Au fil des événements
 

13 janvier 2005

   

Université Laval

De l'amour et autres débris

La première exposition solo de Marc-André Drouin prend des couleurs de bande dessinée

par Pascale Guéricolas

 Du 17 au 28 janvier, la couleur saute aux yeux à la salle d'exposition du pavillon Alphonse-Desjardins. Marc-André Drouin, finissant en arts plastiques, concentration nouveaux-médias, y présente sa première exposition solo, "Amour et autres débris", fortement influencée par l'univers de la bande dessinée.

Marc-André Drouin se souvient encore du choc qu'il a éprouvé devant une des toiles d'Andy Warhol dans un musée londonien dont il n'avait contemplé, jusqu'alors, que les reproductions. Pendant de longues minutes, il a fixé la série des "Jackie" en constatant que l'artiste prenait soin de donner un aspect peu soigné à sa sérigraphie, comme pour mieux dénoncer la production industrielle de masse.

 

"J'ai beaucoup lu sur des peintres comme Warhol, Riopelle et Pollock, et je me suis intéressé à leur vie vraiment hors normes, raconte-t-il. J'apprécie beaucoup les expressionnistes abstraits pour l'aspect formel de leurs tableaux, les grands gestes, la couleur."

Influencé lors de ses débuts par les automatistes québécois, le jeune artiste a opté dès 2001 pour un style plus personnel où quelques figures humaines naissaient au hasard d'accidents créés par la superposition de peinture. En effet, il arrivait qu'en appliquant différentes couches de rouge, de jaune ou de bleu, un corps surgisse littéralement de la toile en cours d'exécution. Peu à peu, des personnages liés au monde de la BD ont commencé à peupler ses tableaux. "Je regarde des dessins animés chaque matin et j'adore la bande dessinée, explique Marc-André Drouin. J'apprécie leur capacité à communiquer un état psychologique et physique de façon imagée et donc accessible."

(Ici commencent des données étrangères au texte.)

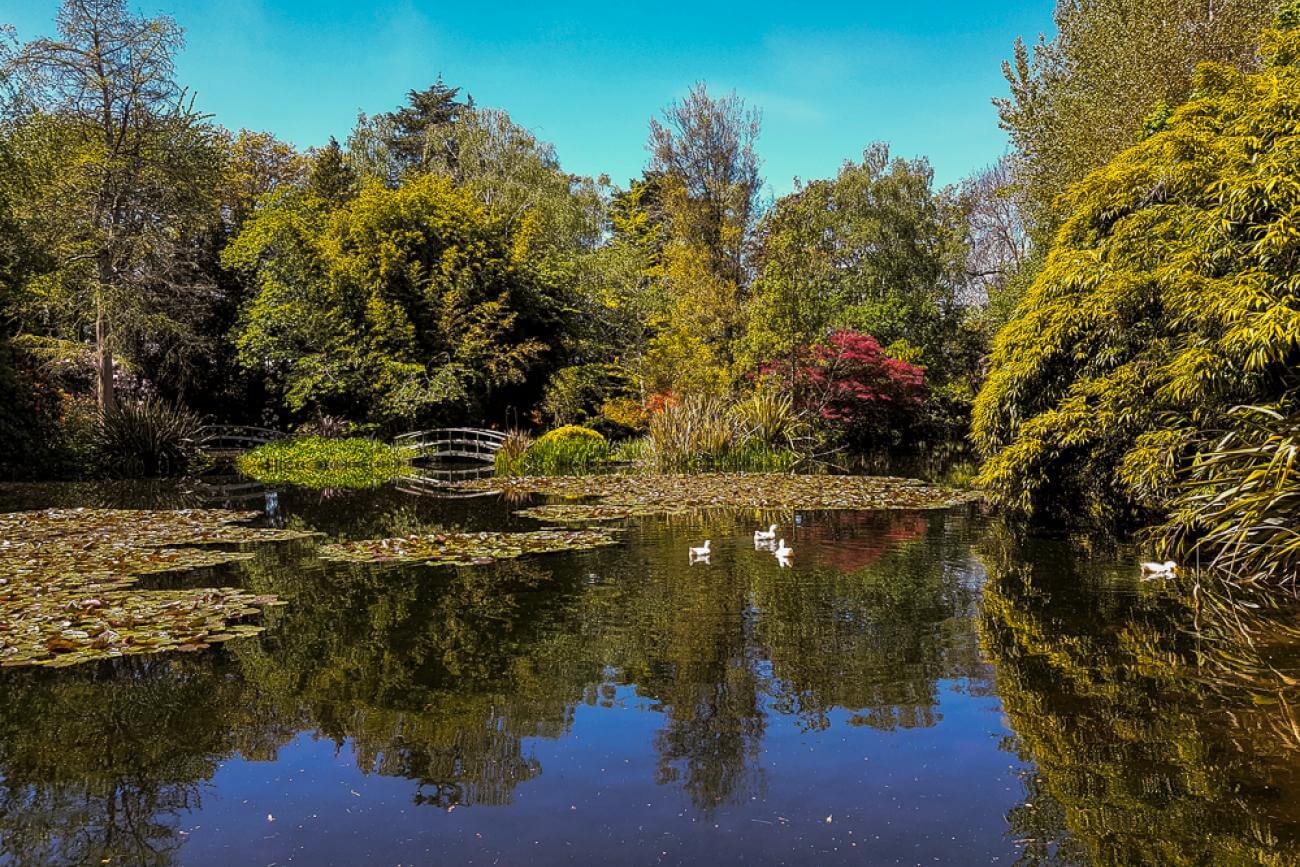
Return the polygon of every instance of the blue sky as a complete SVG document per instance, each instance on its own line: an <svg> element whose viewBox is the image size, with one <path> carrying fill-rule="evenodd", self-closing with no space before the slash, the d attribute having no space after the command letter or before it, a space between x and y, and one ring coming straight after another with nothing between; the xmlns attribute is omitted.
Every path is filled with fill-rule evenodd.
<svg viewBox="0 0 1300 867"><path fill-rule="evenodd" d="M8 0L18 35L57 0ZM569 172L640 173L651 114L696 79L763 110L770 191L833 174L872 140L928 156L940 183L1006 148L989 103L1017 35L1050 32L1052 0L859 3L429 3L143 0L186 30L182 82L231 129L300 147L341 140L441 73L555 144Z"/></svg>

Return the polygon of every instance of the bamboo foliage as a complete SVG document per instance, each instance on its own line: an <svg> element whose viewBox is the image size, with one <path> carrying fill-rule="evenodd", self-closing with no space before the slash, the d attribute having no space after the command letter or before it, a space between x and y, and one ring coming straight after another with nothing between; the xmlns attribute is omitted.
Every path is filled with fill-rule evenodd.
<svg viewBox="0 0 1300 867"><path fill-rule="evenodd" d="M1300 31L1066 196L1072 216L994 341L974 413L991 497L1091 520L1162 515L1232 407L1300 363Z"/></svg>

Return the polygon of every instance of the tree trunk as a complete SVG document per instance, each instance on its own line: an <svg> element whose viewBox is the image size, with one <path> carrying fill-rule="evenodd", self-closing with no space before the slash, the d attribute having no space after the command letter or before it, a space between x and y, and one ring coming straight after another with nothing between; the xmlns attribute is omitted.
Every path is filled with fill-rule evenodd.
<svg viewBox="0 0 1300 867"><path fill-rule="evenodd" d="M110 412L117 404L117 394L113 391L113 343L108 326L108 317L104 315L104 303L95 304L95 352L98 367L98 389L100 412Z"/></svg>

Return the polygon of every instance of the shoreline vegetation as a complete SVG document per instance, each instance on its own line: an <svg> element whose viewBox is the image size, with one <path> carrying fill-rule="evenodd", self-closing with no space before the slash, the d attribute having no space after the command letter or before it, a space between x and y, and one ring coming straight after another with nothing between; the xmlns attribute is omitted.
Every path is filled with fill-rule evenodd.
<svg viewBox="0 0 1300 867"><path fill-rule="evenodd" d="M377 439L291 437L239 455L235 468L263 484L374 487L408 474L411 460Z"/></svg>
<svg viewBox="0 0 1300 867"><path fill-rule="evenodd" d="M625 179L441 78L304 149L202 112L179 22L64 0L0 44L0 477L188 472L202 419L317 487L460 425L506 480L968 446L1027 526L1294 582L1300 3L1124 10L1010 44L993 165L863 142L774 199L702 81Z"/></svg>

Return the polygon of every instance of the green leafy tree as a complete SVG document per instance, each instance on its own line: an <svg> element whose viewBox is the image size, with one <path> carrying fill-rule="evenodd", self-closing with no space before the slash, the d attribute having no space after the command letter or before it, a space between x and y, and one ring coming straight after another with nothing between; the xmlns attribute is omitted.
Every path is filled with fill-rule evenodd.
<svg viewBox="0 0 1300 867"><path fill-rule="evenodd" d="M185 352L194 335L186 311L208 283L195 237L216 218L221 152L174 81L176 22L122 0L66 0L57 26L0 56L31 178L16 209L57 265L43 308L69 335L94 329L107 409L118 348Z"/></svg>
<svg viewBox="0 0 1300 867"><path fill-rule="evenodd" d="M697 82L650 121L650 173L668 227L660 277L668 305L647 352L654 390L718 391L733 377L744 325L745 251L762 187L760 120L736 94Z"/></svg>
<svg viewBox="0 0 1300 867"><path fill-rule="evenodd" d="M459 94L459 87L447 87L438 78L422 91L410 91L407 104L393 112L358 117L347 139L354 168L395 186L412 173L454 161L456 148L450 129L473 104L458 100Z"/></svg>
<svg viewBox="0 0 1300 867"><path fill-rule="evenodd" d="M1069 195L975 404L996 500L1158 515L1234 406L1295 398L1300 31L1262 47L1256 74L1202 65L1164 131Z"/></svg>
<svg viewBox="0 0 1300 867"><path fill-rule="evenodd" d="M342 204L281 196L225 261L257 282L239 357L295 412L464 416L547 351L547 296L510 235L443 177L370 185Z"/></svg>
<svg viewBox="0 0 1300 867"><path fill-rule="evenodd" d="M1138 142L1143 118L1192 94L1202 61L1257 69L1277 0L1058 0L1057 35L1017 40L1002 65L1010 95L993 100L1015 147L1036 238L1071 183Z"/></svg>

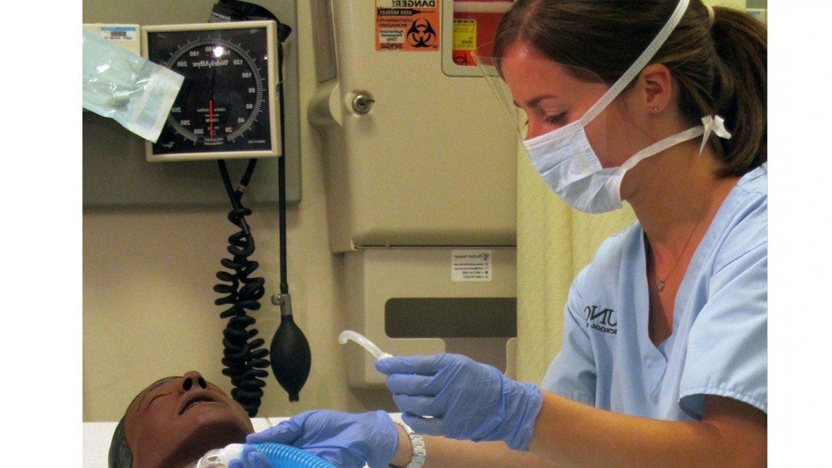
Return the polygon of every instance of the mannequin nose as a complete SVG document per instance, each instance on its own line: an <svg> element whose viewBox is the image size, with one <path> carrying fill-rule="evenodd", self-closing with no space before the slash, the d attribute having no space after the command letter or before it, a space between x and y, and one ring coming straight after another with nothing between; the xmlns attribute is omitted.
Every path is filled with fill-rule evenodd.
<svg viewBox="0 0 832 468"><path fill-rule="evenodd" d="M197 372L196 371L191 371L189 372L186 372L184 376L182 376L183 391L189 391L191 389L205 390L206 388L208 388L208 383L206 382L206 380L202 378L202 376L201 376L200 373Z"/></svg>

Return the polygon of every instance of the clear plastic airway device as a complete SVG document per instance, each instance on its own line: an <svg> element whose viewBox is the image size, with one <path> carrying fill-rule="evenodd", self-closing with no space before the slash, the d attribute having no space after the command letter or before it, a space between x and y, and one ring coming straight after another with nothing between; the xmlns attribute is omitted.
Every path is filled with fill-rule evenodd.
<svg viewBox="0 0 832 468"><path fill-rule="evenodd" d="M375 346L373 341L365 338L364 335L356 333L352 330L344 330L344 331L341 331L340 335L338 336L338 342L342 345L347 344L347 340L352 340L353 341L361 345L364 349L367 350L367 352L372 354L375 357L376 361L393 357L392 354L388 354L381 351L379 346Z"/></svg>
<svg viewBox="0 0 832 468"><path fill-rule="evenodd" d="M335 468L322 458L290 446L270 443L250 445L269 461L272 468ZM210 451L188 468L226 468L232 460L240 457L243 446L243 444L231 444Z"/></svg>

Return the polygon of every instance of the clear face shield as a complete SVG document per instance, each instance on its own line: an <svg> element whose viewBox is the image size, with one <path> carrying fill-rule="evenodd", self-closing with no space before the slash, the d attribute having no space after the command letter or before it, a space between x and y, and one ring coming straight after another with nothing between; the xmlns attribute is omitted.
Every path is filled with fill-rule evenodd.
<svg viewBox="0 0 832 468"><path fill-rule="evenodd" d="M516 54L513 58L488 57L493 44L472 54L521 141L554 130L585 124L595 150L603 152L610 129L607 112L589 118L587 112L609 86L597 74L583 68ZM612 109L610 109L612 110Z"/></svg>
<svg viewBox="0 0 832 468"><path fill-rule="evenodd" d="M588 213L621 208L624 175L645 158L704 135L701 152L711 132L730 137L719 116L703 117L701 126L656 137L642 128L645 122L640 124L637 116L631 117L626 100L616 102L672 32L688 3L680 0L653 41L611 84L520 42L509 45L503 57L493 57L492 44L474 51L532 164L572 207Z"/></svg>

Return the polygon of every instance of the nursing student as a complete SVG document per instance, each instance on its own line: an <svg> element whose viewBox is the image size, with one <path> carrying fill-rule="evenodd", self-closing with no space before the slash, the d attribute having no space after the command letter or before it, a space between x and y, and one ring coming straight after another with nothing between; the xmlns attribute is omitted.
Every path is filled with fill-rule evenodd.
<svg viewBox="0 0 832 468"><path fill-rule="evenodd" d="M575 278L542 384L392 357L376 368L407 427L309 411L249 441L374 468L765 466L766 47L700 0L516 2L476 58L527 118L532 164L574 208L637 218Z"/></svg>

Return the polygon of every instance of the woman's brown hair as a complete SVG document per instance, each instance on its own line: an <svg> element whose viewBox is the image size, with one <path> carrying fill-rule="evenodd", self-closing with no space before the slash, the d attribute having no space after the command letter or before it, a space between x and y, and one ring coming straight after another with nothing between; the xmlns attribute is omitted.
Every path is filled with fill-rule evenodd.
<svg viewBox="0 0 832 468"><path fill-rule="evenodd" d="M677 0L518 0L498 28L494 55L502 57L520 41L612 85L677 4ZM701 124L704 116L725 117L733 137L711 137L723 163L720 175L741 176L767 161L766 30L742 12L713 10L711 23L701 0L691 0L651 62L670 69L680 111L691 126Z"/></svg>

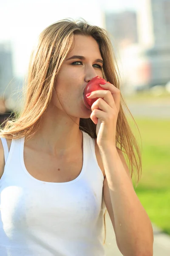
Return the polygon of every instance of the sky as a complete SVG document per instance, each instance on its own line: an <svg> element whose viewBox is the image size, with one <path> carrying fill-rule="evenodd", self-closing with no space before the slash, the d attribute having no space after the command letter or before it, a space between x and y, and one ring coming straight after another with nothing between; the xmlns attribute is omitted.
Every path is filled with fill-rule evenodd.
<svg viewBox="0 0 170 256"><path fill-rule="evenodd" d="M82 17L105 28L105 12L137 10L138 3L136 0L1 0L0 43L11 42L14 75L22 77L39 35L51 24Z"/></svg>

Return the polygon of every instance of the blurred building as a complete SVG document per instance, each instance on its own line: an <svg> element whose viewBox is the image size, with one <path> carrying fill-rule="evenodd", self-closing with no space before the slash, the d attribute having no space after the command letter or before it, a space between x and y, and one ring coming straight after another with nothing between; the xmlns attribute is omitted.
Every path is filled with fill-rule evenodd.
<svg viewBox="0 0 170 256"><path fill-rule="evenodd" d="M10 94L9 84L13 78L12 52L9 43L0 44L0 96Z"/></svg>
<svg viewBox="0 0 170 256"><path fill-rule="evenodd" d="M138 41L136 14L134 12L106 13L105 26L113 46L116 44L121 48Z"/></svg>
<svg viewBox="0 0 170 256"><path fill-rule="evenodd" d="M142 0L138 14L139 41L147 47L170 47L170 0Z"/></svg>

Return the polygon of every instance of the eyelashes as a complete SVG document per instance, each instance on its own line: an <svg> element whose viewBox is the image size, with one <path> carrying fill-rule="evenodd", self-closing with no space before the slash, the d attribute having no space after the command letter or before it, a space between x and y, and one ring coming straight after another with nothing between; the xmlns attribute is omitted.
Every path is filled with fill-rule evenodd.
<svg viewBox="0 0 170 256"><path fill-rule="evenodd" d="M71 63L71 65L75 65L75 66L79 65L79 64L75 64L75 63L81 63L81 64L82 65L82 61L74 61L74 62L72 62L72 63ZM100 65L99 65L98 64L94 64L94 65L93 66L94 66L94 65L98 66L98 67L97 67L98 68L99 68L100 69L102 69L102 67L101 66L100 66Z"/></svg>

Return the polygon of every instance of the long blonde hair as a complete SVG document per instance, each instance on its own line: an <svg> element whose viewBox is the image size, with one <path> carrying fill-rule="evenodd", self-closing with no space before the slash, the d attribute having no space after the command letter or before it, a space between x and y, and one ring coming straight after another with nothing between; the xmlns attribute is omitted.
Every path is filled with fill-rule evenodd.
<svg viewBox="0 0 170 256"><path fill-rule="evenodd" d="M0 136L6 139L17 139L24 137L28 138L37 131L41 119L52 98L55 81L71 49L74 35L91 36L95 39L104 60L103 78L120 89L117 66L107 32L98 26L88 24L84 20L59 20L40 34L37 48L31 56L24 108L17 119L6 122L5 127L0 130ZM117 122L116 146L124 152L128 160L131 177L135 170L138 182L142 172L140 151L123 107L128 110L121 94ZM131 115L130 111L129 113ZM90 118L80 118L79 127L92 138L97 137L96 125Z"/></svg>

La vie quotidienne, une conversation saisie au vol dans la rue, la vision d'un maître promenant son chien, voilà les thèmes qui inspirent le jeune peintre. Sans compter l'amour, son grand sujet de prédilection. Deux amoureux transis s'embrassant à pleine bouche sur un banc à Londres l'ont ainsi amené à peindre "Fanfan", une des toiles de l'exposition. On y voit deux personnages liés par des tubes, un cur très rouge semblant battre au-dessus d'eux.

À quelques pas, un bonhomme coloré pourvu d'une langue démesurée semble littéralement éclater d'émotion si on en croit les nombreux curs qui lui sont rattachés. Parmi la douzaine de grands formats présentés, quelques-uns réalisés avant 2004 mettent en scène des membres épars, des jambes, des bras, un thorax et des organes internes, comme pour mieux illustrer une étape obligée avant d'atteindre l'amour. "Pour moi, la toile représente un condensé de plusieurs cases de bande dessinée, confie Marc-André Drouin. Je fais aussi de l'art Web et les installations vidéographiques m'intéressent, mais j'aime par-dessus tout le contact avec la matière lorsque j'applique les couleurs en gros "mottons" avec mon pinceau."